Vantagens e desvantagens do DMT

Como já sabemos os ensaios de campo apresentam certas vantagens em relação aos ensaios de laboratório. No DMT, devido a sua inteligente concepção podemos destacar vantagens exclusivas deste ensaio, podendo citar (Schertmann, 1988):

  • rapidez de execução;
  • fácil operação;
  • equipamento portátil e simples, sem sofisticação eletrônica;
  • pequena deformação da membrana, na faixa elástica do solo;
  • boa confiabilidade dos resultados;
  • resultados altamente reproduzíveis;
  • tratamento de dados do ensaio rápido, por computador (software DMTElab);
  • alto potencial de perfuração independente;
  • resultados aplicáveis a casos comuns de engenharia;
  • perfil contínuo do solo com leitura a cada 20cm
  • pode ser correlacionar com outros ensaios específicos reduzindo o custo das investigações;
  • mais econômico que ensaios mais sofisticados;

Segundo Schmertmann (1988) o Dilatômetro de Marchetti fornece informações confiáveis, independentemente de outros ensaios, e pode ser usado com ferramenta de investigação primária. Porém indicou para um conhecimento preliminar da área a utilização de sondagens preliminares a trado, SPT e CPT. Este procedimento reduziria potenciais danos e um conhecimento mais detalhado da área. Citou, ainda, a necessidade de estar atento à aplicação do DMT cujos resultados possam gerar dúvida, quando não se possui informações de outras áreas, devem-se considerar as seguintes limitações:

  • o tipo de solo determinado com o uso do DMT pode ser duvidoso, por exemplo, uma argila arenosa pode ser interpretada como silte.

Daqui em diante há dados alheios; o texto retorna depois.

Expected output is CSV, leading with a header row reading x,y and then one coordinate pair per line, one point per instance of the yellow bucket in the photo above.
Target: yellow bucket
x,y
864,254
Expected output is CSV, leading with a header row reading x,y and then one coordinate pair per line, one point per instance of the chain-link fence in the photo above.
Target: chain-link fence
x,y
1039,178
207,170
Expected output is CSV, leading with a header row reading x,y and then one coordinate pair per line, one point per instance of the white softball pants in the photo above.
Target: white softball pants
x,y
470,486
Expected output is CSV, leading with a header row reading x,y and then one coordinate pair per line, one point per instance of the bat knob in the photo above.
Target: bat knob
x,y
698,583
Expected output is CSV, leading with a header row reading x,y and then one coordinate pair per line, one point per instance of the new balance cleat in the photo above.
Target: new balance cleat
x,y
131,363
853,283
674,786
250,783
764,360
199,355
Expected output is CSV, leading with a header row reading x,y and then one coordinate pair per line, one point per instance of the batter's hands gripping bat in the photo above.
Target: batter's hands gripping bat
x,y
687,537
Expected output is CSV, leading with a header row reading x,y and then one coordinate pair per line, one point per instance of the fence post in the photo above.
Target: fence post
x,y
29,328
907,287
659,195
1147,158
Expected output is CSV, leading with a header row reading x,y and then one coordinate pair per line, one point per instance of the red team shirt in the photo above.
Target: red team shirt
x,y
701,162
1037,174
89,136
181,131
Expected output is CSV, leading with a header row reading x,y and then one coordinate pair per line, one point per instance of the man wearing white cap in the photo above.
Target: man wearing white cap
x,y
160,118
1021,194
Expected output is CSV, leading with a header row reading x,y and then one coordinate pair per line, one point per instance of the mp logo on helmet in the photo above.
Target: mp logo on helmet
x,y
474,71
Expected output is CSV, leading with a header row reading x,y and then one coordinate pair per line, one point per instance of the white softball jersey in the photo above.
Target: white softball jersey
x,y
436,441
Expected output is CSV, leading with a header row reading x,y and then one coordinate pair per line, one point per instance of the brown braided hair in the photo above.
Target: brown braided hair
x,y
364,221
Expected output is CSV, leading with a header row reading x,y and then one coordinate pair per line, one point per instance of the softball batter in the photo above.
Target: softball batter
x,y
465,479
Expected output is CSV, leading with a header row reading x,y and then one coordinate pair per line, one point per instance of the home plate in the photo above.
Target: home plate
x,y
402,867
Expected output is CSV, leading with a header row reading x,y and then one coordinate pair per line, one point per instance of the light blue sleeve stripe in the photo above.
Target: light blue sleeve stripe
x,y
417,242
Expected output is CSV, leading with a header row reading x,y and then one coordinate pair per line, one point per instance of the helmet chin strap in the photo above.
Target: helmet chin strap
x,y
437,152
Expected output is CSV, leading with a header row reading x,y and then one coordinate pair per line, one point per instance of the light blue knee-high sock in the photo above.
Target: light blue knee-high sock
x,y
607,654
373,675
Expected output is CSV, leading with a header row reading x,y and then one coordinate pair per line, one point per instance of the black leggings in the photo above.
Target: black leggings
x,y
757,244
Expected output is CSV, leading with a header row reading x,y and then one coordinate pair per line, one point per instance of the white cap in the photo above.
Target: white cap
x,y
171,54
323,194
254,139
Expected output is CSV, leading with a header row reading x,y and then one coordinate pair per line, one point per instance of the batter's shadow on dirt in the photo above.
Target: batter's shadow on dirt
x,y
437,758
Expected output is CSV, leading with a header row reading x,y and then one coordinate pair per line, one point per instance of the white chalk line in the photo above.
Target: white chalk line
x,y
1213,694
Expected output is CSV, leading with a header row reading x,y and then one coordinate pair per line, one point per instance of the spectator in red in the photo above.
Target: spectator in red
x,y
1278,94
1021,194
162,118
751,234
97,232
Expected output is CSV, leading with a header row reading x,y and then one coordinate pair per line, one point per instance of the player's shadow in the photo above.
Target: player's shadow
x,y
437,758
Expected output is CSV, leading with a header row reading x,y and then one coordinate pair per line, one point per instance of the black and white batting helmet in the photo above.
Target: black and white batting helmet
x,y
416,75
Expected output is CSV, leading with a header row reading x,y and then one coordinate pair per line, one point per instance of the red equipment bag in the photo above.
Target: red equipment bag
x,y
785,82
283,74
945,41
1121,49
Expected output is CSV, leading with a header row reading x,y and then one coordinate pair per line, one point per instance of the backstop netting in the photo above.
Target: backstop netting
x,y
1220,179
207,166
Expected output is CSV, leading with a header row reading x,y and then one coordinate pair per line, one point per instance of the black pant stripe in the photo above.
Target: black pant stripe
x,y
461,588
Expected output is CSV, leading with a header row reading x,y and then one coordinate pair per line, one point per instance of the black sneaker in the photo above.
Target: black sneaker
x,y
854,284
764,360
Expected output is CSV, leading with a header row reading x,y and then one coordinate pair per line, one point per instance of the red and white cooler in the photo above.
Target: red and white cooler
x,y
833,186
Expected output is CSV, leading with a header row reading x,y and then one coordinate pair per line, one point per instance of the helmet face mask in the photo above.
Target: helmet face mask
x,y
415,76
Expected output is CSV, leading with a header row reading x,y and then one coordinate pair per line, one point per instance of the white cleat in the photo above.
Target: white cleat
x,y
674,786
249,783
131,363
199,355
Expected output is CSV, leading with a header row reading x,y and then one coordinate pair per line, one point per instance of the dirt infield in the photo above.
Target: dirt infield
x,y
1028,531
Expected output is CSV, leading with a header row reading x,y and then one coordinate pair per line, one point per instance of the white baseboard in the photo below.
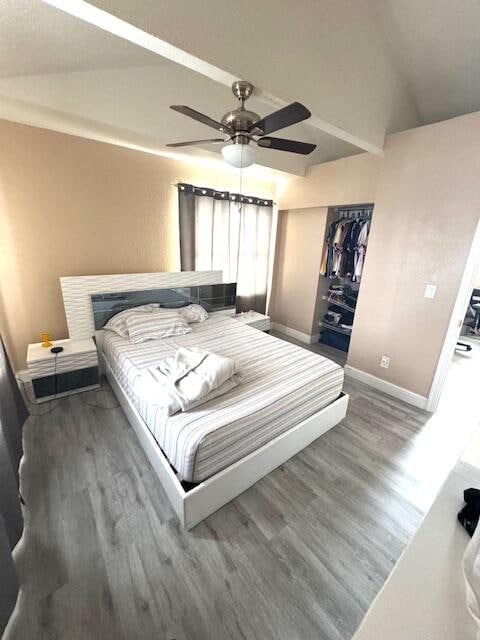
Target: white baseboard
x,y
293,333
387,387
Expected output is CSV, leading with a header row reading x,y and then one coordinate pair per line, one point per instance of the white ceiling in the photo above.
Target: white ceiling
x,y
363,67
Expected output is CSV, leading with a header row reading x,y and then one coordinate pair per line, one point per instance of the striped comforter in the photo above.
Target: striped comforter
x,y
282,385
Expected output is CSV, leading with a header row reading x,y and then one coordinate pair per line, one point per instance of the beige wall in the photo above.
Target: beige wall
x,y
426,191
426,210
346,181
70,206
300,238
477,280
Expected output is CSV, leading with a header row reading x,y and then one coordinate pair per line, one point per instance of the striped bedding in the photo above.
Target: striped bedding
x,y
282,385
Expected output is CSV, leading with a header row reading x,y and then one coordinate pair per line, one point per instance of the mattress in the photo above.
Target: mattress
x,y
282,385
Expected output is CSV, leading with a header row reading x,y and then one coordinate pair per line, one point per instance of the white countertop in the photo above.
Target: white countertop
x,y
37,353
424,598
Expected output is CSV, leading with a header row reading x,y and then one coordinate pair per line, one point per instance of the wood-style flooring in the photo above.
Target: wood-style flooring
x,y
299,556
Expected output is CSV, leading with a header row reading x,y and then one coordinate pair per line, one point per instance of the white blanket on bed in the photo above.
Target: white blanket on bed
x,y
189,378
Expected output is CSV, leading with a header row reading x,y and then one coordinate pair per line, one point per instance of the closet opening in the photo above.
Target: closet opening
x,y
345,246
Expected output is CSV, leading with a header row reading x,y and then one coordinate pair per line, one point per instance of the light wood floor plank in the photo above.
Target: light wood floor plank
x,y
300,555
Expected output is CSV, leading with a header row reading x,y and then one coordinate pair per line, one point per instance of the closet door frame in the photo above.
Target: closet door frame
x,y
467,282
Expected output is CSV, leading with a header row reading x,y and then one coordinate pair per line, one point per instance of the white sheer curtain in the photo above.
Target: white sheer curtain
x,y
238,242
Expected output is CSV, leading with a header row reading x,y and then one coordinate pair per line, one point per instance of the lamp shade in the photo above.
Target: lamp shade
x,y
238,155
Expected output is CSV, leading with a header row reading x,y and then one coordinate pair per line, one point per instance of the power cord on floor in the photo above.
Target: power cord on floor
x,y
101,406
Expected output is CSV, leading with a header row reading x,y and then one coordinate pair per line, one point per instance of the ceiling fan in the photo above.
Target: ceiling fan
x,y
240,127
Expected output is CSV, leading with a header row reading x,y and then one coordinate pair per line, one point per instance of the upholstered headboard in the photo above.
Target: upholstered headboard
x,y
77,292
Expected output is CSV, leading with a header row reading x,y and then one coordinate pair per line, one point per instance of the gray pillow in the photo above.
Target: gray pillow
x,y
153,326
193,313
118,322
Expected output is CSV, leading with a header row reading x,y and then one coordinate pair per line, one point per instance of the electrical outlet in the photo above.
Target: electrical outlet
x,y
385,362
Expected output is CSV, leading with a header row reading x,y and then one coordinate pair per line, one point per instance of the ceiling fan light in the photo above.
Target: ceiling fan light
x,y
238,155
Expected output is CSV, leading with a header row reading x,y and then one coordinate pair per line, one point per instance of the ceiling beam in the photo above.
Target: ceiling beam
x,y
122,29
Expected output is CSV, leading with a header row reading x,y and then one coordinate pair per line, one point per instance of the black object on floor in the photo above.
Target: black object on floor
x,y
470,514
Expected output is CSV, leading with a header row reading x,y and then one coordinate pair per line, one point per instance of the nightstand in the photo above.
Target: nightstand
x,y
254,319
74,369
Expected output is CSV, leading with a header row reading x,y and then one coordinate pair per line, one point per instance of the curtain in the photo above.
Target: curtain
x,y
231,233
12,416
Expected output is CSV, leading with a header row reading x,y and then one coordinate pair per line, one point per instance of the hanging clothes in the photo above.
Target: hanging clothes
x,y
346,247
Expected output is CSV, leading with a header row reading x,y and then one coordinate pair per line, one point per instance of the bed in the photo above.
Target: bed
x,y
282,385
207,456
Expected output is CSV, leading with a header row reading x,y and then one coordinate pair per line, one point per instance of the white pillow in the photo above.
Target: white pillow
x,y
153,326
117,323
193,313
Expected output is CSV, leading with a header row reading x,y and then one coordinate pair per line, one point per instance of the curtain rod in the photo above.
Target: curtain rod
x,y
222,192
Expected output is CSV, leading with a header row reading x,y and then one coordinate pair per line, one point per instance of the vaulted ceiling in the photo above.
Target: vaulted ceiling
x,y
109,69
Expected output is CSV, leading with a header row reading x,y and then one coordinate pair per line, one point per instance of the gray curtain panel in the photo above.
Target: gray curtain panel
x,y
12,416
8,579
186,211
13,411
228,232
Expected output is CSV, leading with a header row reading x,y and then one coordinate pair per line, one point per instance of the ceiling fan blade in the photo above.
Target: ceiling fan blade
x,y
286,145
200,117
190,142
282,118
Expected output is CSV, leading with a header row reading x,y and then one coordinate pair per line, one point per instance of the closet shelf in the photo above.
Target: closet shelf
x,y
343,305
327,325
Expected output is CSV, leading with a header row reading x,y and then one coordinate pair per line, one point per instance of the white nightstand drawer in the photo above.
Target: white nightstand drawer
x,y
72,370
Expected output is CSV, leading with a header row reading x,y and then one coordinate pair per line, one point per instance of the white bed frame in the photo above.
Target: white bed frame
x,y
195,505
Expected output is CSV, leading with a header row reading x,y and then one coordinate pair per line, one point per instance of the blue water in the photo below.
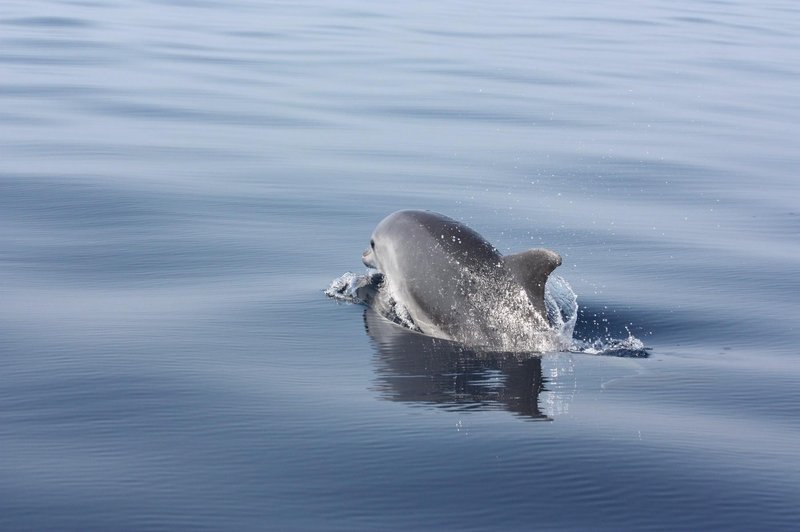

Este fato é relatado por Marchetti em 2001, onde ID (tipo de solo) é um parâmetro que reflete o comportamento mecânico do solo;
  • não são obtidas amostras de solo;
  • solos sensíveis, alterados pela penetração da lâmina (areias cimentadas), apresentam resultados muito conservadores;
  • a penetração dinâmica afeta os resultados;
  • a poro-pressão da água no interior do solo é assumida como sendo a pressão hidrostática, o que nem sempre é verdade;
  • as estimativas razoáveis de tensão vertical são importantes, recomendando-se obter medidas separadas do peso específico para melhores resultados;
  • se a lâmina não mantiver a verticalidade durante a penetração, os resultados serão afetados;
  • possibilidade de dano a membrana em casos de solos com pedregulhos, matacões etc;
  • em solos com camadas superficiais espessas e muitos moles, o ensaio pode apresentar problemas de ancoragens (Paula, 1998).

Referências:
Silva, Fábio Krueger da. ENSAIOS DILATOMÉTRICOS – DMT EM SOLOS DE SANTA CATARINA: ESTUDO COMPARATIVO COM CPT E SPT, Dissertação (mestrado) – Universidade Federal de Santa Catarina, Centro Tecnológico. Programa de Pós-Graduação em Engenharia Civil, 2008.
Marques, Abel Galindo et al. Métodos de Investigação do Subsolo, EDUFAL, 2015.